Un salarié de la société TEFAL, administrateur infrastructure réseau, découvre dans une photocopieuse utilisée un document attestant l’intention de la société TEFAL de le licencier. Souhaitant en savoir plus, il s’est introduit dans le système de traitement automatisé de la société afin de consulter les serveurs sur lesquels sont stockés les fichiers de documents partagés au sein de de l’entreprise. Il a accédé à des documents faisant état de pressions que la direction de la société TEFAL exerçait sur une inspectrice du travail par l’intermédiaire de son supérieur hiérarchique. Il contacta l’inspectrice pour l’informer de la situation et lui transmit les documents (qu’il a pris soin au préalable de copier et d’enregistrer). L’inspectrice du travail a transmis ces documents à des syndicats de salariés et à des journaux. 

Poursuivi sur le fondement des infractions d’accès frauduleux et de maintien frauduleux dans un système de traitement automatisé de données et d’atteinte au secret des correspondances, le salarié de TEFAL a été condamné avec sursis au paiement d’une amende de 3500 euros. 

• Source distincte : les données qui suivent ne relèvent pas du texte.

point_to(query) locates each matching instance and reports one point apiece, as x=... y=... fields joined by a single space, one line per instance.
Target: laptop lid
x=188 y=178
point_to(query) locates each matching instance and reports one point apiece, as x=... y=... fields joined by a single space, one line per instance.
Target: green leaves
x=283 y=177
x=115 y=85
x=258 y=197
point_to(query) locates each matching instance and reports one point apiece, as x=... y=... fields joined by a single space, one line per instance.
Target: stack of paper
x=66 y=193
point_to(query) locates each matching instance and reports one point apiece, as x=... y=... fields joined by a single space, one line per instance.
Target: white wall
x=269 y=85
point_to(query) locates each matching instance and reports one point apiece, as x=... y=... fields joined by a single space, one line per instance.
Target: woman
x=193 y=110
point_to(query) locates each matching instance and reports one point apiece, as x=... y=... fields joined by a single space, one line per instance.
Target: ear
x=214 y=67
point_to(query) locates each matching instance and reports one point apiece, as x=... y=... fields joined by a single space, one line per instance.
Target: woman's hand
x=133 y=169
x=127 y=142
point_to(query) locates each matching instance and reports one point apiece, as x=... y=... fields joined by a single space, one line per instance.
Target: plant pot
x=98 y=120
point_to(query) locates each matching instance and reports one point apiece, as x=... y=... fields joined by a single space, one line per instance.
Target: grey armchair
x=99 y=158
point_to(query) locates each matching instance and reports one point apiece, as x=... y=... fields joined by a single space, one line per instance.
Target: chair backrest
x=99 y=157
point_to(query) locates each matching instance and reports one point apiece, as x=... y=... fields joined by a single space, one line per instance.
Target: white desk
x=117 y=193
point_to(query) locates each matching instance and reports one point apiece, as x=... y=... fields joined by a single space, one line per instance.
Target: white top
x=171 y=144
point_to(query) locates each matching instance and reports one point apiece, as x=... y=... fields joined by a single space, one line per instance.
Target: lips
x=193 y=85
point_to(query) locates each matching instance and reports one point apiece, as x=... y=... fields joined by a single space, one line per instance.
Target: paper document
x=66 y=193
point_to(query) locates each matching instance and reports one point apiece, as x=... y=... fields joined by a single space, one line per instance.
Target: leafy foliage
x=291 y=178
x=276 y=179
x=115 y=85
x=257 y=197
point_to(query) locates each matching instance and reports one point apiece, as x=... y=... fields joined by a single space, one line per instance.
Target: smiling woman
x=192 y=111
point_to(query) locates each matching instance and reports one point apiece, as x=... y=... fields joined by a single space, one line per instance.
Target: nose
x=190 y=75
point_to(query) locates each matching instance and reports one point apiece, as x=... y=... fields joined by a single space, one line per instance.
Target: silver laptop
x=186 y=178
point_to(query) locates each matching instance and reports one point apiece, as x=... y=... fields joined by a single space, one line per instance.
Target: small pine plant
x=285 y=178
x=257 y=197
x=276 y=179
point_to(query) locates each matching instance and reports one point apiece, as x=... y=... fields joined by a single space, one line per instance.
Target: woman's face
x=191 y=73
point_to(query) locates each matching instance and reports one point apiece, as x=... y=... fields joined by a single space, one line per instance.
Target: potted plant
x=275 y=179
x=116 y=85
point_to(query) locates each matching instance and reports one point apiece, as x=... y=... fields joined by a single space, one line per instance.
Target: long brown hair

L’inspectrice du travail a été quant à elle poursuivie sur le fondement des infractions de recel de détournement de correspondance électronique et de violation du secret professionnel, et condamnée avec sursis au paiement d’une amende de 3500 euros.

L’intérêt de ce jugement du 4 décembre 2015 porte sur le refus du Tribunal de Grande Instance d’Annecy d’appliquer à l’administrateur réseau et à l’inspectrice du travail le statut protecteur de lanceur d’alerte figurant à l’article L.1132-3-3 du Code du travail :

  • Le tribunal rappelle que ce statut a été créé par la loi du 6 décembre 2013, postérieure à la commission des faits (entre octobre et décembre 2013).

 

  • Concernant l’administrateur réseau, le tribunal a considéré que si les faits avaient été commis après décembre 2013, le salarié de TEFAL aurait pu, en étant protégé par le statut de lanceur d’alerte, utiliser dans le cadre d’une procédure prudhommale le document attestant l’intention de TEFAL de le licencier, qu’il dit avoir trouvé dans la photocopieuse. Or, le tribunal a considéré que « s’agissant des documents obtenus à la suite de son intrusion dans le système, il n’en a pas eu connaissance dans l’exercice de ses fonctions, ils ne le concernaient pas personnellement et n’étaient pas nécessaires à l’exercice de sa défense dans un cadre prudhommal ».

 

  • Concernant l’application de ce texte à l’inspectrice du travail, le tribunal considère que « les documents diffusés aux organisations du travail par Mme P. n’ont pas été obtenus dans le cadre de l’exercice de ses fonctions, ils n’ont pas été utilisés dans le strict exercice de sa défense et il n’est pas établi qu’ils constituent un crime ou un délit ».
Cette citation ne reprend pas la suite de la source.